Jejak Diaspora Jawa di Kaledonia Baru: Sebuah Tinjauan Sejarah

edwards2010.com – Tahukah Anda bahwa ada komunitas keturunan Jawa di Kaledonia Baru, sebuah negara kepulauan yang terletak di Samudra Pasifik? Menariknya, kehadiran mereka di sana diawali dari era kolonial yang dipengaruhi oleh kebijakan penjajahan Belanda. Informasi mendalam tentang ini terangkum dalam buku ‘Diplomasi: Kiprah Diplomat Indonesia di Mancanegara’ karya A Agus Sriyono, Darmansjah, dan Bagas Hapsoro, serta tesis yang berjudul ‘The Javanese diaspora in New Caledonia’ oleh Hayuningsih dari University of Amsterdam pada tahun 2023.

Kaledonia Baru pertama kali dikenal oleh dunia Barat melalui ekspedisi yang dipimpin oleh Kapten Cook pada tahun 1774, dan menjadi koloni Prancis sejak tahun 1853. Pada awalnya, koloni ini diisi oleh narapidana dari Prancis sebagai tenaga kerja. Namun, setelah periode kolonial penal berakhir, kebutuhan akan tenaga kerja murah untuk sektor pertanian dan pertambangan meningkat drastis. Itulah sebabnya, mulai tahun 1896, Gubernur Jenderal Prancis saat itu, Paul Feillet, mengimplementasikan sistem kerja paksa kontrak.

Orang-orang Jawa mulai datang ke Kaledonia Baru pada tahun 1896 sebagai bagian dari sistem kerja paksa tersebut. Mereka direkrut untuk bekerja di perkebunan kopi dan tambang nikel. Pilihan terhadap orang Jawa didasarkan pada persepsi mereka yang patuh dan disiplin, sebuah stereotip yang dibentuk oleh kolonial Belanda. Kondisi kerja yang mereka hadapi sangatlah keras dan mereka sering kali diisolasi di tempat kerja, hanya boleh meninggalkan area kerja dengan izin khusus dari pengawas.

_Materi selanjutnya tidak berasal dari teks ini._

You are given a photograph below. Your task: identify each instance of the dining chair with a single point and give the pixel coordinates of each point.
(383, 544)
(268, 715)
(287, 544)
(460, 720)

Seiring berjalannya waktu, walaupun banyak pekerja kontrak dari Jawa yang kembali ke Hindia setelah kontrak berakhir, sejumlah besar dari mereka memilih untuk menetap dan membentuk komunitas di Kaledonia Baru. Komunitas ini menjadi cikal bakal dari diaspora Jawa di sana. Namun, banyak dari keturunan mereka yang tidak mengetahui sejarah keluarga mereka secara detail, karena seringkali informasi tersebut disembunyikan oleh generasi sebelumnya akibat stigma negatif sebagai keturunan pekerja kontrak. Saat ini, berkat usaha dari sejarawan dan peneliti, sejarah yang hampir terlupakan itu mulai diungkap kembali, memberikan pemahaman yang lebih baik tentang asal-usul dan kontribusi mereka dalam masyarakat setempat.